And if this wasn’t damning enough, the Senate Committee on Public Accounts, chaired by Senator Aliyu Wadada, has further sounded the alarm. The Committee flagged irregularities running into trillions of naira within the NNPCL’s finances between 2017 and 2023. Eleven damning queries have been issued to the finance team of the company, with a one-week ultimatum to explain where the smoke has been hiding the fire.
Meanwhile, Nigerians are breaking under the weight of rising petrol and diesel prices. The excuse? Fuel subsidy removal. The justification? Market forces. But who reaps these market rewards? Certainly not the citizens.
What NNPCL should be doing—investing, refining, generating revenue—it has failed to do. But it excels at opaqueness. For years, reports have emerged of trillions of naira in unremitted revenue, unaudited accounts, and shady swap deals. The claim of being a commercial entity has become a curtain drawn across fraud.

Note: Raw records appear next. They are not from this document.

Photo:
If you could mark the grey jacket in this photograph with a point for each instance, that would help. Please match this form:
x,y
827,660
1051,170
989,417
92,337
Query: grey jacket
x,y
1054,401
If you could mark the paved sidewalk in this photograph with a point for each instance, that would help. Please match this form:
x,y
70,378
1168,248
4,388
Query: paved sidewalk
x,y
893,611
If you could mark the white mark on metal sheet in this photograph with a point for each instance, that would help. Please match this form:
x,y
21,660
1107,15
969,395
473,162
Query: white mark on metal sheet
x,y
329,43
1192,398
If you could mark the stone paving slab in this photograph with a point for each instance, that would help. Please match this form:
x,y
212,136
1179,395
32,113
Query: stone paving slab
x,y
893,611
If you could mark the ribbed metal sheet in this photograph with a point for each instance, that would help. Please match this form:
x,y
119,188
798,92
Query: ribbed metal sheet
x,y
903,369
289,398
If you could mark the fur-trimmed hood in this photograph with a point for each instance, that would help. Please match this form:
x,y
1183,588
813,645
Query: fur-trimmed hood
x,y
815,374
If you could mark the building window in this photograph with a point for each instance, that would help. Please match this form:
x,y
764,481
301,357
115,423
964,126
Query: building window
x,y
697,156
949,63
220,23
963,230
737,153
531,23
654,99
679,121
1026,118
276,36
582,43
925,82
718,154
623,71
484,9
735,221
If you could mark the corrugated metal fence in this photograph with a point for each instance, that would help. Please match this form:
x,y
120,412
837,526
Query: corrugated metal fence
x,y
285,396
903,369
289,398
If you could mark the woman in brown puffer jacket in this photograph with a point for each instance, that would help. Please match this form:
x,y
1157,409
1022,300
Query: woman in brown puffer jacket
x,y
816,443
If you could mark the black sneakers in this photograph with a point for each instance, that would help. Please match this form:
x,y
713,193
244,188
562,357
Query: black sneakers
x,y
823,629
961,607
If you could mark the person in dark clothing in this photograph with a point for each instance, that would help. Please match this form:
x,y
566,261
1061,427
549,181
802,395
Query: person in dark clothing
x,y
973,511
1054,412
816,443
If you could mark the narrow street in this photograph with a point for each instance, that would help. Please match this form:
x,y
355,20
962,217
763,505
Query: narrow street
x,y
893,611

Even more troubling is the continued practice where the President of the Federal Republic of Nigeria also serves as the Minister of Petroleum. It is a conflict of interest institutionalized. From Obasanjo to Buhari and now Tinubu, this tradition has shielded the petroleum sector from true scrutiny. And what of the National Assembly? Constitutionally empowered to perform oversight, they too have become complicit, rubber-stamping oil budgets and feasting on PR briefings without demanding true accountability.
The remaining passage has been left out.